Tuesday, October 15, 2019

Joel Rembaum on Jewish Ethnocentricism in the Second Temple and Talmudic Ages


Commenting on Jewish attitudes to Gentiles during the Second Temple and Talmudic ages, Joel Rembaum wrote the following:

. . . many of the Jews of the late Second Temple period (ca. 150 B.C.E.-70 C.E.) and the talmudic age (ca. 70-500 C.E.) maintained strongly negative views of pagans and pagan society. Not only were the Jews heirs to the biblical traditions but their experiences with the Greco-Roman and, later, Persian civilizations were often bitter and antagonistic. Greeks, Romans, and Persians were, in the eyes of many Jews, no different from the peoples whom the Bible paints in negative colors. So, for example, in the Mishnah we read:

Cattle may not be left in the inns of the gentiles since they are suspected of bestiality; nor many a woman remain alone with them since they are suspected of lewdness; nor may a man remain alone with them since they are suspected of shedding blood. The daughter of an Israelite may not assist a gentile woman in childbirth, since she would be assisting to bring to birth a child of idolatry (Av. Zar. 2:1).

In a long midrashic account of the day of divine judgment at the end of time, the gentiles are depicted as having been unworthy of receiving the Torah (BT Av. Zar. 2bff.) Elsewhere, they are considered to be infected with lasciviousness (BT Shab. 145b-146a) and sexually immoral (BT Ket. 13b).
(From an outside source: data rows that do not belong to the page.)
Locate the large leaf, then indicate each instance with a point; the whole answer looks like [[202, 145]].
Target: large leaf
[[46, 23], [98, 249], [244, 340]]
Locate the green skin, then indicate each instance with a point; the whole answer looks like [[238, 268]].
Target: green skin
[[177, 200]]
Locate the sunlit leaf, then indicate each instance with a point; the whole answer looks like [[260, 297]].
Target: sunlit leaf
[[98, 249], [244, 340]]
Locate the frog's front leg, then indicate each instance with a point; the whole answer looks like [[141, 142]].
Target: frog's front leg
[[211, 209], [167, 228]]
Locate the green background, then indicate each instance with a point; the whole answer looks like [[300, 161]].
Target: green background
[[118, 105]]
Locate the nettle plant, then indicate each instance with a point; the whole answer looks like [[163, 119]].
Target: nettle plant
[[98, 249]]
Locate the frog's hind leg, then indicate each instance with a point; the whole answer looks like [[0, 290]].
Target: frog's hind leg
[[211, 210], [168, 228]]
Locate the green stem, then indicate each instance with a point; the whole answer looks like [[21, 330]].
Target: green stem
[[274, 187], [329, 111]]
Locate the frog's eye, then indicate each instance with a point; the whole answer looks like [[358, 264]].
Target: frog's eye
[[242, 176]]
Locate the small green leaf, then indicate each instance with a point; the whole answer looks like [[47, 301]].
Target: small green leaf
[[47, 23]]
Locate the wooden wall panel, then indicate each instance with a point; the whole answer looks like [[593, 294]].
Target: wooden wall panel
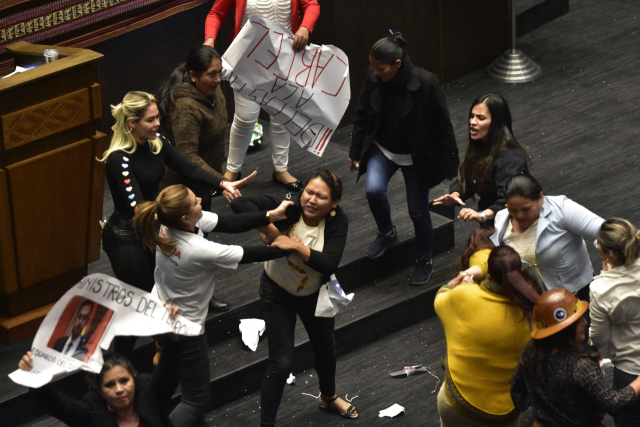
[[8, 274], [44, 119], [96, 195], [96, 101], [50, 194]]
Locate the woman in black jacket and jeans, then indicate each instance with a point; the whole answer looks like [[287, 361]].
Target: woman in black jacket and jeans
[[402, 122], [315, 233], [493, 156]]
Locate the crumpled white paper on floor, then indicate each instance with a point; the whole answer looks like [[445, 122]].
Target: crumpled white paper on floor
[[392, 411], [252, 330]]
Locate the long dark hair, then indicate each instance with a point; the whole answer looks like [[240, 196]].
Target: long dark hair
[[480, 156], [505, 268], [111, 360], [536, 352], [198, 61], [480, 239], [523, 185], [388, 49], [330, 178]]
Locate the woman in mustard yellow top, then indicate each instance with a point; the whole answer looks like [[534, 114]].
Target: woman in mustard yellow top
[[486, 327]]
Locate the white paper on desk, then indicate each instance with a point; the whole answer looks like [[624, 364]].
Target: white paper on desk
[[18, 70], [307, 92], [392, 411], [96, 309], [252, 330]]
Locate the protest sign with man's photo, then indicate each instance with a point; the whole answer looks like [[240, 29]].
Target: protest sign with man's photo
[[85, 321]]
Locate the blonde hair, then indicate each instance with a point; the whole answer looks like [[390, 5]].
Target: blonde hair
[[168, 208], [621, 238], [133, 107]]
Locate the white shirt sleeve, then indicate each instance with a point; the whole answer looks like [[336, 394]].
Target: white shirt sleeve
[[208, 221], [211, 254]]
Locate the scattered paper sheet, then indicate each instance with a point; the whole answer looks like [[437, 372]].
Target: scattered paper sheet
[[252, 330], [306, 92], [392, 411], [86, 319]]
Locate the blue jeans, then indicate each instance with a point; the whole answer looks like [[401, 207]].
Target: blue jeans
[[194, 381], [379, 172], [629, 416], [279, 309]]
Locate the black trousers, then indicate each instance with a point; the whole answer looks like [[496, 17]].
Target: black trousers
[[279, 309], [131, 263], [629, 416]]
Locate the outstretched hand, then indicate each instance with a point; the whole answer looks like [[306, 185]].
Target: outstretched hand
[[467, 214], [230, 188], [278, 214], [449, 200], [300, 39]]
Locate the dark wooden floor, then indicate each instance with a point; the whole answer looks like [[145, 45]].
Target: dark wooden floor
[[579, 123]]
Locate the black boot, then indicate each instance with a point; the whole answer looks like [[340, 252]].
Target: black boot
[[422, 272]]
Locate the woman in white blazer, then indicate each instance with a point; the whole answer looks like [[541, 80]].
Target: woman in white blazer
[[548, 232], [615, 317]]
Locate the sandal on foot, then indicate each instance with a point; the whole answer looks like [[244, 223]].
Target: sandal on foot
[[348, 414]]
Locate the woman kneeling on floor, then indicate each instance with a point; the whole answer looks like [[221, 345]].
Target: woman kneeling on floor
[[486, 327]]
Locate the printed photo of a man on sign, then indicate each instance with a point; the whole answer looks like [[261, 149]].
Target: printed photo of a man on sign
[[80, 328]]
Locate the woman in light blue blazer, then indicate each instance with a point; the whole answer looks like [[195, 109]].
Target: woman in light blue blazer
[[549, 233]]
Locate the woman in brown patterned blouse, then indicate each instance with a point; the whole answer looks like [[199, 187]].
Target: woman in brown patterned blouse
[[565, 382]]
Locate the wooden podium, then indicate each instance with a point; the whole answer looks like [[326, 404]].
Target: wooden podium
[[51, 185]]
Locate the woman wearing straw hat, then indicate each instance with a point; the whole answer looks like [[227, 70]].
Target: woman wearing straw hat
[[565, 382]]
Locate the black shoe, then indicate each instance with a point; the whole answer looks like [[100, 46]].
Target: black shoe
[[381, 244], [217, 305], [422, 272], [292, 186]]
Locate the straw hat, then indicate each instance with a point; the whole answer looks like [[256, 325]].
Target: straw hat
[[555, 310]]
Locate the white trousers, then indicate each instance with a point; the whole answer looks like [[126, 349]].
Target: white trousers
[[242, 129]]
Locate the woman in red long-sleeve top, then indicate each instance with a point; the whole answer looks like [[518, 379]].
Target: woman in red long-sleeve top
[[300, 17]]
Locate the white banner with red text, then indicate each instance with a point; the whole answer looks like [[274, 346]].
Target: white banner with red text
[[86, 319], [307, 92]]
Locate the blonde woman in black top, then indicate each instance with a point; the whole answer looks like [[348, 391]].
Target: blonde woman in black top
[[135, 164]]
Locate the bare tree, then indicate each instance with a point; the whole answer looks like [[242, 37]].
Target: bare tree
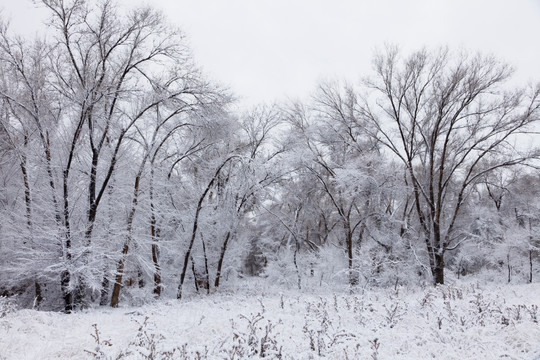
[[450, 121]]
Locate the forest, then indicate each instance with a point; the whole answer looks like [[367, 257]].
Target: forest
[[127, 175]]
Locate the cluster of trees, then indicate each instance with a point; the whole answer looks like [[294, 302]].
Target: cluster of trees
[[123, 167]]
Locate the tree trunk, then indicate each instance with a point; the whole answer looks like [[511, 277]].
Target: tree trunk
[[221, 257], [118, 278], [530, 265], [438, 269], [353, 277], [154, 233]]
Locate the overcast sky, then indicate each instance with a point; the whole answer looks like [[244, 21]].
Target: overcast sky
[[267, 50]]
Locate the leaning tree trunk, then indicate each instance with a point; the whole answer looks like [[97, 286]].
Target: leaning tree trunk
[[221, 258], [196, 225], [28, 204], [121, 263], [154, 233]]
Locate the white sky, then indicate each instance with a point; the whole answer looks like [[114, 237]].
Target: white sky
[[267, 50]]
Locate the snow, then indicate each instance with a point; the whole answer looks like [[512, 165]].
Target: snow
[[465, 321]]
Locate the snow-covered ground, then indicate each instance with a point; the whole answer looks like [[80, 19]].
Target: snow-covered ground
[[467, 321]]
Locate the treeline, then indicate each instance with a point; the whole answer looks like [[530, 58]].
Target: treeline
[[123, 167]]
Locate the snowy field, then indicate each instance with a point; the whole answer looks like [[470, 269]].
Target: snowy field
[[449, 322]]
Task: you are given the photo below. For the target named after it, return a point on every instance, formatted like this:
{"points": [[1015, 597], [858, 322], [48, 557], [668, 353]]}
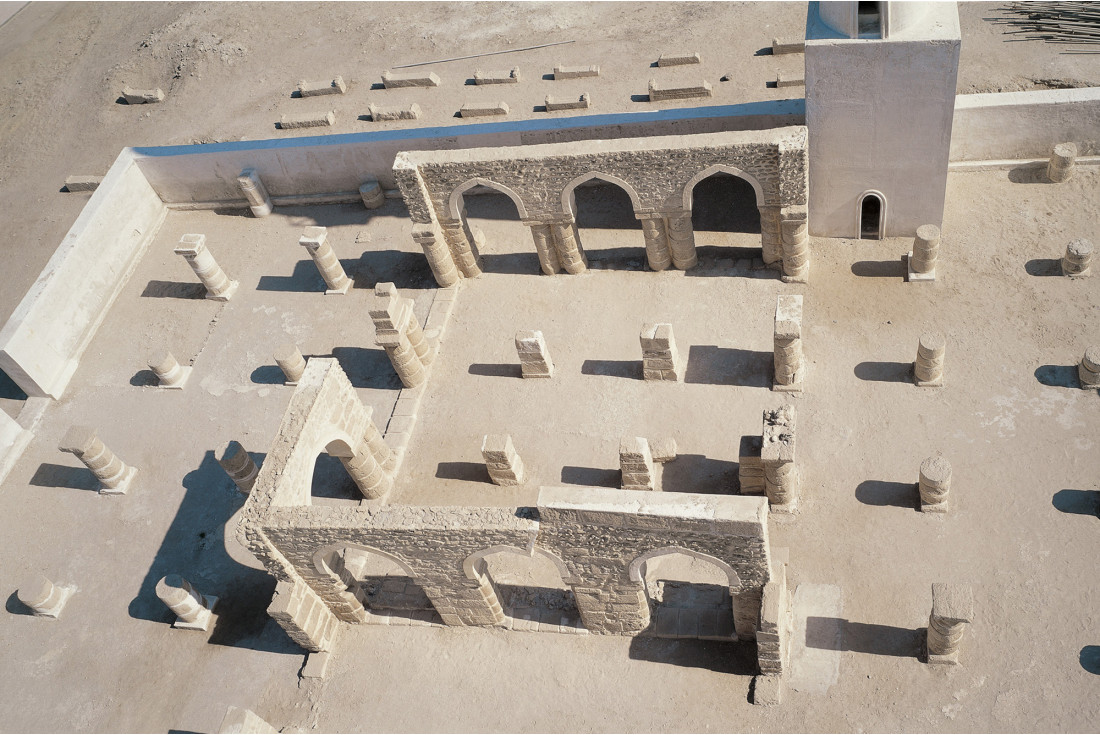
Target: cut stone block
{"points": [[581, 103], [142, 96], [788, 46], [483, 110], [502, 77], [575, 72], [307, 120], [678, 59], [395, 79], [380, 113], [316, 88], [659, 94], [83, 183]]}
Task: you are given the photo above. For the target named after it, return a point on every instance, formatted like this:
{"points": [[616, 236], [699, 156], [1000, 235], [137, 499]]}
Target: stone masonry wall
{"points": [[657, 169]]}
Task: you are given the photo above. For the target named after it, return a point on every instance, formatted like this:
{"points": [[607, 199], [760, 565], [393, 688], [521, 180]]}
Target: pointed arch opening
{"points": [[607, 229], [492, 215], [872, 216], [528, 583], [381, 582], [690, 593]]}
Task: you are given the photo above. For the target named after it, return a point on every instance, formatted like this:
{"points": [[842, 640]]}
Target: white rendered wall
{"points": [[879, 114], [322, 165], [1025, 124], [43, 340]]}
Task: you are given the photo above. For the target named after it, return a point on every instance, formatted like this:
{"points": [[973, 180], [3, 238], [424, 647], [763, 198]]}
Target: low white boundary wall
{"points": [[1025, 124], [43, 340], [332, 167]]}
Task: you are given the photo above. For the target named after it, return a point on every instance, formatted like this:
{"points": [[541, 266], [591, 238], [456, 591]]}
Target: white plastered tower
{"points": [[880, 98]]}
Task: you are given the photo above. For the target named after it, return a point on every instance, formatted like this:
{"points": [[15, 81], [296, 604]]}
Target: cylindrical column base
{"points": [[288, 358], [934, 483], [1078, 259], [682, 242], [657, 243], [182, 599], [1063, 163], [928, 368]]}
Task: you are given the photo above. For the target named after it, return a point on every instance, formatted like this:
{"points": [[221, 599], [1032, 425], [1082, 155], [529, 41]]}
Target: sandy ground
{"points": [[1021, 438]]}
Further we read: “All the charity and kindness done by the heathens is counted to them as sin, because they only do it to magnify themselves . . . [and] to display haughtiness (BT BB 10b) . . . According to Rabbinic tradition, six of the seven commandments of the children of Noah actually had been given to Adam: prohibitions against idolatry, blaspheming God’s name, murder, incest, and stealing and the obligation to establish courts of law . . . These commandments, for all intents and purposes, were the Sages’ principles of universal ethical monotheism . . . On occasion, the Sages’ critical view of the pagan world made them sceptical of the gentiles’ ability to fulfill even these few, very basic obligations (BT BK 38a; Lev. R. 13:2). (Joel Rembaum “Dealing with Strangers: Relations with Gentils at Home and Abroad” in Jacob Blumenthal and Janet L. Liss, Etz Hayim: Study Companion [Jewish Publications Society, 2005], 201-11, here, pp. 208-9)

Such “us vs. them” attitudes and ethnocentricity is part-and-parcel of ancient texts and cultures, so it is not unusual that one finds such attitudes amongst the Nephites towards the Lamanites in the Book of Mormon—yes, the Book of Mormon (and the Bible and other texts, including the Jewish texts referenced above) are ethnocentric and the like; no, the Book of Mormon is not KKK-like racist.